Spiral Galaxy Alaknanda:
Context:
Indian researchers from the National Centre for Radio Astrophysics (NCRA-TIFR), Pune, have discovered a massive spiral galaxy named Alaknanda that existed when the universe was just 1.5 billion years old.
It is a massive, well-defined spiral galaxy, which belongs to early Universe.
About Galaxy Alaknanda:
It was detected using NASA's James Webb Space Telescope (JWST) that is located approximately 12 billion light-years away
Unlike typical early-universe galaxies, which were chaotic and clumpy, Alaknanda possesses a well-defined grand design spiral structure with stable arms and a central bulge that is remarkably similar to the Milky Way
It is named after the Alaknanda River, a nod to its resemblance to the Milky Way (known as Mandakini in Hindi, the sister river to Alaknanda).

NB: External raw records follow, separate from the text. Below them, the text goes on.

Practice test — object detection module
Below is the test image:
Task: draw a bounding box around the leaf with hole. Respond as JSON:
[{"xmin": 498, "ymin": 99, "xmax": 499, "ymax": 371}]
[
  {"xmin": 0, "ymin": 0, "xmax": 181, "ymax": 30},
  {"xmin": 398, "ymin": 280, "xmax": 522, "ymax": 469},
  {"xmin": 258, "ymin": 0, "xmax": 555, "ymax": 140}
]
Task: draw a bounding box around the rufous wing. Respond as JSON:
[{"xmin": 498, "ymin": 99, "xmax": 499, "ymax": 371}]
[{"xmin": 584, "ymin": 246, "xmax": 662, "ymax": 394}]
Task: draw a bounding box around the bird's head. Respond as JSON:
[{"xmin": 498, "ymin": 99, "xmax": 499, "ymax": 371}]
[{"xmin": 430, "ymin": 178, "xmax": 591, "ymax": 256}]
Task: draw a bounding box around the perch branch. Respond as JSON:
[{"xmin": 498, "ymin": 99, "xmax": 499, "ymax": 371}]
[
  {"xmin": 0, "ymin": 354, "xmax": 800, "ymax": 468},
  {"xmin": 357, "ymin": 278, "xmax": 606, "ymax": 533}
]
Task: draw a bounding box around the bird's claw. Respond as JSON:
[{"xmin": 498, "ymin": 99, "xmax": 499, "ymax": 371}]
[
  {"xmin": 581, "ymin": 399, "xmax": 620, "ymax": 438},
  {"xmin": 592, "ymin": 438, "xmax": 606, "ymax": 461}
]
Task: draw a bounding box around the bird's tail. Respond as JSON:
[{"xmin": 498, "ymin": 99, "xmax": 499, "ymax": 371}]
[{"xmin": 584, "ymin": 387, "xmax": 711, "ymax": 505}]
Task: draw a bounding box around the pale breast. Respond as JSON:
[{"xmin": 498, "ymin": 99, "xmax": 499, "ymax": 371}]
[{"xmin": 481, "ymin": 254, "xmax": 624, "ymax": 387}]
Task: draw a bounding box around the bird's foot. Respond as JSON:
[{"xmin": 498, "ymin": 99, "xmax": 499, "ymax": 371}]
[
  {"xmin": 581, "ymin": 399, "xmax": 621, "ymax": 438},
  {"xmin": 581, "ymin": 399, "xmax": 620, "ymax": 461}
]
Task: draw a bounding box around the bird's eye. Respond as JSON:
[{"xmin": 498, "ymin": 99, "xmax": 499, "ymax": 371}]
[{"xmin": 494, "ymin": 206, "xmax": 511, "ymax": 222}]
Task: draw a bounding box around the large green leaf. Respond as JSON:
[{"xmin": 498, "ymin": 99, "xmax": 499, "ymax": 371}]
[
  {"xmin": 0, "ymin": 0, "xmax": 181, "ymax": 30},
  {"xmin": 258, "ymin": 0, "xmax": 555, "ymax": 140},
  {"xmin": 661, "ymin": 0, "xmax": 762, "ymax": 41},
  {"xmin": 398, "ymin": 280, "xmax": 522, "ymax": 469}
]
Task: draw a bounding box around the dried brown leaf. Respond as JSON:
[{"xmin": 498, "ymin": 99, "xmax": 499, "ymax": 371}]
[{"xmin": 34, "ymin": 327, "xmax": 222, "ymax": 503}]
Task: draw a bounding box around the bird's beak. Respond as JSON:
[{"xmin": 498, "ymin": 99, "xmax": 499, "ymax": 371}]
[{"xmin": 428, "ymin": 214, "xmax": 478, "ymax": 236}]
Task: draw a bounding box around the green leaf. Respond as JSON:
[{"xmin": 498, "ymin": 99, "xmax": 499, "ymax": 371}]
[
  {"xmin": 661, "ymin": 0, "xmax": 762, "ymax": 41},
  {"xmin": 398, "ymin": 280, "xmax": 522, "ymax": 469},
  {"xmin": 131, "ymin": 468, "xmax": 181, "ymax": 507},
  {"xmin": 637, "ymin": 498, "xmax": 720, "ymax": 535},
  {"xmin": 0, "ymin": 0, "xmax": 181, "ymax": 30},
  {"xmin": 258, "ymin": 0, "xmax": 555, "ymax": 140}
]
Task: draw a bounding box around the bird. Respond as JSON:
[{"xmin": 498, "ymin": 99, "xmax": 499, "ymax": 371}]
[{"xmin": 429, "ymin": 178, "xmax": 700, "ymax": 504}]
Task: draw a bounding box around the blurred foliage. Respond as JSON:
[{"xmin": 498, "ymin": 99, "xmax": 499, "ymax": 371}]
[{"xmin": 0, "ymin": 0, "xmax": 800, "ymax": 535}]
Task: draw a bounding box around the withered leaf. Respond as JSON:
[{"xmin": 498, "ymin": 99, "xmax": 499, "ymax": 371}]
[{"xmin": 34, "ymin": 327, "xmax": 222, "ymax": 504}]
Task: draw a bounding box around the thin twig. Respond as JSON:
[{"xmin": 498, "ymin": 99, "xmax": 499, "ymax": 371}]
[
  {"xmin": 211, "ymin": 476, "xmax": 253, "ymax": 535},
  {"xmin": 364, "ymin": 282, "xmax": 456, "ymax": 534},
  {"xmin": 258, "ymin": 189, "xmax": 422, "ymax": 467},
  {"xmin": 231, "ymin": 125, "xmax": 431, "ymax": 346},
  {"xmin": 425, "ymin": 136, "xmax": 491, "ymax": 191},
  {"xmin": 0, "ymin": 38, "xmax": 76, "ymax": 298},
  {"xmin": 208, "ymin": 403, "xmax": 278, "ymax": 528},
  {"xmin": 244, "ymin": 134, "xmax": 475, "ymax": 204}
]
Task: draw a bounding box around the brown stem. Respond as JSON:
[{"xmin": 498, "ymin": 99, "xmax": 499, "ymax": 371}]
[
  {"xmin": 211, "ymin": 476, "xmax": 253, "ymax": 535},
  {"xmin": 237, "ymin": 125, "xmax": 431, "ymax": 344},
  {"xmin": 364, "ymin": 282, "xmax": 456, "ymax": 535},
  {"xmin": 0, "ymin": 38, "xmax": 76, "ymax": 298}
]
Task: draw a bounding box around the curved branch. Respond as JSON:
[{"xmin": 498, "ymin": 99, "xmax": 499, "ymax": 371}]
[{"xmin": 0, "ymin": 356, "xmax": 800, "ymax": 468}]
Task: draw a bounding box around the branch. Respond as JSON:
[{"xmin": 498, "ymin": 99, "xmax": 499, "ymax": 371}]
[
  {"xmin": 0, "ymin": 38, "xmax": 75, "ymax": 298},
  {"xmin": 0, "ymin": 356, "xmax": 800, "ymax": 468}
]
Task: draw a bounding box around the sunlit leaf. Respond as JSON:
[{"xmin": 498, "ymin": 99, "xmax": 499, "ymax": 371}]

Significance of the findings:
Early galaxies were chaotic, clumpy, hot, and turbulent
Spiral structures take billions of years to form
Disk galaxies should not exist at high redshift
Alaknanda overturns this understanding by showing
A perfect spiral structure very early in the universe (just 1.5 billion years old)
A well-organized, rotation-dominated cold disk
Galaxy formation and maturation happened much faster than earlier models predicted.
Thus, it demands revision of the cosmic timeline of galaxy evolution.